Fernsehen aus Berlin
- Broadcast area: Berlin and surrounding region
- Headquarters: Berlin

Programming
- Picture format: 576i (4:3 SDTV)

History
- Launched: 1 February 1991
- Closed: 1 April 2009

= Fernsehen aus Berlin =

Regional television station in Berlin

Fernsehen aus Berlin (FAB) was a regional television station in Berlin, Germany. FAB was founded on 15 August 1990 and started its first broadcast on 1 February 1991. FAB operated on a complex rotating schedule, broadcasting several hours of fresh programming per day, focusing on local and regional themes with an emphasis on informational broadcasts. Its main evening programme was "Hallo Berlin", presenting daily news and lotto numbers.

FAB could be received via analogue terrestrial broadcast and by cable television. By first, it shared a frequency with RTL Television, but was available on a dedicated frequency in later years, as well as on DVB-T.

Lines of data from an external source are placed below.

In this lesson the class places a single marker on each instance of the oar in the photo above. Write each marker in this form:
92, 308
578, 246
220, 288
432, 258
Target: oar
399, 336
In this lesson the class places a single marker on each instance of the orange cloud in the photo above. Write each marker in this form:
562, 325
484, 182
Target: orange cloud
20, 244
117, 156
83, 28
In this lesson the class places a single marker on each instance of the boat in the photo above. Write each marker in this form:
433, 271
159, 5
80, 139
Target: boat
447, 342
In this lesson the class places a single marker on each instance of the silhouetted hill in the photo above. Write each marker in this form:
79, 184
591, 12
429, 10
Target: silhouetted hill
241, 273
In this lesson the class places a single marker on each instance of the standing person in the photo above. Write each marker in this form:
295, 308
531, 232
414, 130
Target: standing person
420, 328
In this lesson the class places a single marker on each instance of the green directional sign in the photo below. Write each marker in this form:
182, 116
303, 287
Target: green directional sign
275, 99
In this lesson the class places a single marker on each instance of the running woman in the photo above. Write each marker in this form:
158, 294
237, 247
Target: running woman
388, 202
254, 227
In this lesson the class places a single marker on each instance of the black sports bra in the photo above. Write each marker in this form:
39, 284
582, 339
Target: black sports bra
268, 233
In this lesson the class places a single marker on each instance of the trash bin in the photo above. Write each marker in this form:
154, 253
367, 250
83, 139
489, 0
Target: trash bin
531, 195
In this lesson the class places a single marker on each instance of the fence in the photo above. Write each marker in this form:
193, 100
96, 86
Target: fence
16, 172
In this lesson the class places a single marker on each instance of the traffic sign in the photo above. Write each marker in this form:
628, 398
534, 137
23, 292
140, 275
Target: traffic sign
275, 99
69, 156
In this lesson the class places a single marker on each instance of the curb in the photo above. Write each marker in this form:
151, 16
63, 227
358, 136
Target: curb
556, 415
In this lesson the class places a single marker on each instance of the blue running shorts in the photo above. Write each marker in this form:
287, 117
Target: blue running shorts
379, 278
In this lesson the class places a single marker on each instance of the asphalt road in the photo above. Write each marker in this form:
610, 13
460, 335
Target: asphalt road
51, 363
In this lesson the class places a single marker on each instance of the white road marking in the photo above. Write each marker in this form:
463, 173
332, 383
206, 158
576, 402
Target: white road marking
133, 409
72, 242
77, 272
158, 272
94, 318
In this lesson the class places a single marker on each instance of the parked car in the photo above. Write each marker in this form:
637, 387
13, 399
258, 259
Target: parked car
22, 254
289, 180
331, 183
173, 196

The shareholder structure consisted of a large number of medium-sized program producers, including Stefan Aust, who also contributed the content. The majority owner, with a stake of around 40%, was Deutsche Fernsehnachrichten Agentur. At the end of 2006, the station received a new broadcasting license, which enabled it to expand further. In spring 2008, FAB had opened a new, state-of-the-art media center in Genthiner Straße, Berlin-Tiergarten. On 29 January 2009, the company declared bankruptcy and ceased operation by April 1 of the same year.